How does Pacemaker Corosync cluster operates? What is the relation between pacemaker and corosync? The functionality and concept overview has been explained here. SUSE Linux high availability and Redhat high availability using pacemaker corosync cluster majorly. Still many other flavors such as Ubuntu, Debian are using pacemaker with corosync as their high availability solution.
What is Pacemaker?
Pacemaker is a cluster resource manager. It achieves maximum availability for your cluster resources by detecting and recovering from node and resource-level failures by making use of the messaging and membership capabilities provided by your preferred cluster infrastructure (either Corosync or Heartbeat).
Use of Corosync
Corosync provides cluster infrastructure functionality. Corosync provides messaging and membership functionality. Corosync maintains the quorum information. This feature has been utilized by pacemaker to provide high availability solution.
Pacemaker corosync cluster conceptual overview
Pacemaker Components
- Non-cluster aware components (illustrated in green).
These pieces include the resources themselves, scripts that start, stop and monitor them.

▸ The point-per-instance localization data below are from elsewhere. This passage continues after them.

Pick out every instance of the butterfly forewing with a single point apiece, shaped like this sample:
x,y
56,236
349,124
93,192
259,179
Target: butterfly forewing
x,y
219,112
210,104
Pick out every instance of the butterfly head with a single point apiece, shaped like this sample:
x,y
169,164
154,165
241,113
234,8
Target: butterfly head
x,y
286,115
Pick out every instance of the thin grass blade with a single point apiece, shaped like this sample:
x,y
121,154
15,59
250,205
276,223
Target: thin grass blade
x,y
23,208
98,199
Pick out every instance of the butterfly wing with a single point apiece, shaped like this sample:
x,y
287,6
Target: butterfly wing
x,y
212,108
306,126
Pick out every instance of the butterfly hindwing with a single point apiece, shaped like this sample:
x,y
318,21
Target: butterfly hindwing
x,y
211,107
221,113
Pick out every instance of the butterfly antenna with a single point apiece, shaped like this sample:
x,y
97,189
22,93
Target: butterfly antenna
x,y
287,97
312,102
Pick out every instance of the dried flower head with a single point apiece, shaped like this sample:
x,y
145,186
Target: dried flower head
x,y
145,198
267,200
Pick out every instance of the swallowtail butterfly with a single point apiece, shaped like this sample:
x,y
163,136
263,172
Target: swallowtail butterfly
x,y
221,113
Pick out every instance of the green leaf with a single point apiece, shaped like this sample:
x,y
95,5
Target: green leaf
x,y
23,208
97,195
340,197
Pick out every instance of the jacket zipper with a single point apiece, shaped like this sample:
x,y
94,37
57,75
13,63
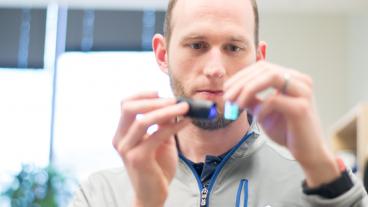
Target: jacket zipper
x,y
204,193
205,189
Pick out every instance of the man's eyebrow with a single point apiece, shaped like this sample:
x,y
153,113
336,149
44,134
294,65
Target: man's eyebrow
x,y
194,37
238,39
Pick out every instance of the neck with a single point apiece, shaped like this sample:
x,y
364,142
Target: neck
x,y
196,143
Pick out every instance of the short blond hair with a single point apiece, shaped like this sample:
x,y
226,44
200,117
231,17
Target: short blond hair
x,y
170,8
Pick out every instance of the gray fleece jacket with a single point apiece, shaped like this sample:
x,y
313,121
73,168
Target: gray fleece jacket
x,y
254,174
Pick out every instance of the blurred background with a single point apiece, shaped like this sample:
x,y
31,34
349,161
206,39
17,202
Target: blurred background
x,y
65,66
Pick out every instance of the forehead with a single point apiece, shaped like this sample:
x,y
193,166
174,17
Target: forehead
x,y
213,15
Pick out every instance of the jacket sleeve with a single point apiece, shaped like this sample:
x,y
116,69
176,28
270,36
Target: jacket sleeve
x,y
355,197
80,199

- Cluster Resource manager
Pacemaker provides the brain that processes and reacts to events regarding the cluster
- Low level infrastructure
Corosync provides reliable messaging, membership and quorum information about the cluster
Pacemaker Stack
The pacemaker corosync cluster called as pacemaker stack. The relation between kernel DLM (Distributed Lock Manager) and pacemaker stack has been illustrated here. Almost all the Linux kernel by default comes with DLM. DLM provides locking feature which will be used by cluster aware filesystems. The GFS2 (Global File System2) and OCFS2 (Oracle cluster File System 2) are called as cluster aware filesytem. To access single filesytem by multiple hosts you need to have either GFS2 or OCFS2. If not any other filesytem created on top of CLVM volume group required. CLVM stands for Clustered Logical Volume Manager.
Have a break if you feel stressed. Because lot more still.
Pacemaker Internals
Before learning configuration of pacemaker corosync cluster it is good to know about its key components.

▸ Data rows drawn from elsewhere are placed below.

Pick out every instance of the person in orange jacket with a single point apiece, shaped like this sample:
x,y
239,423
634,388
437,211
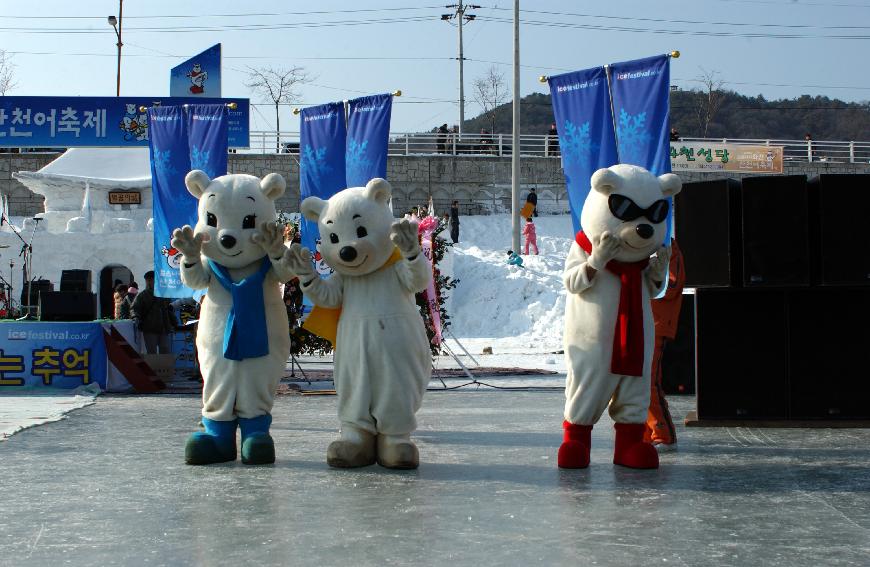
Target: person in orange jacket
x,y
666,314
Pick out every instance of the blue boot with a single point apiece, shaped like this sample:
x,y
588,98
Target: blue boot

- CIB (Cluster Information Base)
- CRMd (Cluster Resource Management daemon)
- PEngine (PE or Policy Engine)
- STONITHd
The image shows how each component of pacemaker been interlinked.

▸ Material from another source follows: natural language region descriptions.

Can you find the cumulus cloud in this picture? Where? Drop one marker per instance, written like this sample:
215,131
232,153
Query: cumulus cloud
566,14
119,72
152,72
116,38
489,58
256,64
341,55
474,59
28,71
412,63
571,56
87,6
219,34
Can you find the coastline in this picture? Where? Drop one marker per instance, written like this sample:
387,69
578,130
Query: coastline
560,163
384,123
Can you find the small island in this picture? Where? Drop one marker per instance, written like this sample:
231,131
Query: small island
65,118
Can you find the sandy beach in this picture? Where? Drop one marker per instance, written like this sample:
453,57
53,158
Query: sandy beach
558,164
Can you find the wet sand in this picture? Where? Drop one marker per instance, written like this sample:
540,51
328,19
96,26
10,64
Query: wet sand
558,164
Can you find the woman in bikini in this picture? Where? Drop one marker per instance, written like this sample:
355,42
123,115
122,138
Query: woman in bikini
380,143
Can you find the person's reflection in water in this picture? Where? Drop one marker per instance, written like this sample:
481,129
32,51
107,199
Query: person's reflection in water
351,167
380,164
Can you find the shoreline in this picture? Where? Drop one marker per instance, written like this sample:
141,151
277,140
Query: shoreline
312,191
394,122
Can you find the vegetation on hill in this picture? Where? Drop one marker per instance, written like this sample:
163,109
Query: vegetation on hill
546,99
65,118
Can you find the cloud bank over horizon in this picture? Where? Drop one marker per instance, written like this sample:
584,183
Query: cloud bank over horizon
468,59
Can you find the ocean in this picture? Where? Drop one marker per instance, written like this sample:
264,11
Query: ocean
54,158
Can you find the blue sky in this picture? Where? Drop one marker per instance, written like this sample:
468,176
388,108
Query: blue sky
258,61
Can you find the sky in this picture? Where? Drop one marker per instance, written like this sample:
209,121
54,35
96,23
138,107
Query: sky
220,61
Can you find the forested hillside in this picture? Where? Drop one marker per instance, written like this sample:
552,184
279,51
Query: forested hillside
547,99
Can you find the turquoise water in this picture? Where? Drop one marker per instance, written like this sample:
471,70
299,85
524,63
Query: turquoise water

Cluster Information Base (CIB)
The Cluster Information Base is an in memory XML representation of the entire cluster configuration and current status. It contains definitions of all cluster options, nodes, resources, constraints and the relationship to each other. The CIB also synchronizes updates to all cluster nodes. There is one master CIB in the cluster, maintained by the Designated Coordinator (DC). All other nodes contain a CIB replica.
Designated Coordinator (DC)
One CRM in the cluster is elected as Designated Coordinator (DC). The DC is the only entity in the cluster that can decide that a cluster wide change needs to be performed, such as fencing a node or moving resources around. The DC is also the node where the master copy of the CIB is kept. All other nodes get their configuration and resource allocation information from the current DC. The DC is elected from all nodes in the cluster after a membership change.
Policy Engine (PE)
Whenever the Designated Coordinator needs to make a cluster wide Change (react to a new CIB), the Policy Engine calculates the next state of the cluster based on the current state and configuration. The PE also produces a transition graph containing a list of (resource) actions and dependencies to achieve the next cluster state. The PE always runs on the DC.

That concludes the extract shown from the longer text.